Last week the government released a consultation document on how on-farm emissions could be paid for.
It was largely based on the idea of a split-gas farm-level levy put forward by industry partnership He Waka Eke Noa.
But there were some changes to sequestration options – much to the anger of industry groups.
In an email to shareholders, Fonterra chair Peter McBride said the government’s changes created an imbalance within the sector that needed to be addressed during consultation.
“Like DairyNZ, we have reservations about the government’s current approach to the levy price setting process, governance, and sequestration accounting, we will be seeking changes on these issues and working with DairyNZ to support farmers to engage in the process.

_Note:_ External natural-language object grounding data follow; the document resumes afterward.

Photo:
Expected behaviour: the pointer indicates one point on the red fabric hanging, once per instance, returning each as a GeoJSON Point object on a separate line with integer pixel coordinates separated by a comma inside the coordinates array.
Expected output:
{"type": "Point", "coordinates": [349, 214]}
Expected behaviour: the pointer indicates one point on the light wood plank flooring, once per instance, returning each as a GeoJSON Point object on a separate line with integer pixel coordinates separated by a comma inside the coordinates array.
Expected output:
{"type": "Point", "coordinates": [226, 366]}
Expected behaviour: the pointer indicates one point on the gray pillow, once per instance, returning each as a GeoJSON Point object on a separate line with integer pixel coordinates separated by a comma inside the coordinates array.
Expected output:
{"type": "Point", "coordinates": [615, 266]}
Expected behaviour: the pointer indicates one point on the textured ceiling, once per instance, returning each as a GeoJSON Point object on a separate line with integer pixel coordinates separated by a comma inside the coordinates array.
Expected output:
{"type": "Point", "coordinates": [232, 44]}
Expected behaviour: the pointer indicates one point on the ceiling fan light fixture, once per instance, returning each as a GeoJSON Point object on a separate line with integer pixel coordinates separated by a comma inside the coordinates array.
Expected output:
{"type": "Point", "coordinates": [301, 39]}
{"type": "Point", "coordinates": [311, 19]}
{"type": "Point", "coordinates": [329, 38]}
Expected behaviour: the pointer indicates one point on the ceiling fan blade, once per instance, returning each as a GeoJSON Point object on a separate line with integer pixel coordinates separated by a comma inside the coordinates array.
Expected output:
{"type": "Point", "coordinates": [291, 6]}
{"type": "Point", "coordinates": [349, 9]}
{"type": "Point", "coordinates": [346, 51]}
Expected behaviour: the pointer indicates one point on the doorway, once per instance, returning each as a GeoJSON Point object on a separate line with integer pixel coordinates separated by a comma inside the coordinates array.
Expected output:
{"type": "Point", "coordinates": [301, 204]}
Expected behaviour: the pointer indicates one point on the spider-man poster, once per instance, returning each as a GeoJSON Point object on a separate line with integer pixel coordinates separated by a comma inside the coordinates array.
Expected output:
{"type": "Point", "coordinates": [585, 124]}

“It’s important that the final package works for the primary sector as a collective, so all voices need to be heard during the consultation process over the next six weeks.”
McBride said Fonterra supported the split gas farm-level levy as it enabled farmers to directly benefit from decisions they made on-farm.
Doing nothing was not an option, he said.
“Globally, our customers want to understand the emissions profile of the dairy products they buy, yes, we are already one of the most emissions-efficient producers of dairy in the world. But we need to work hard and be innovative just to maintain this valuable advantage.”
He encouraged farmers to take part in a series of meetings on the emissions pricing scheme being held by DairyNZ in the coming weeks.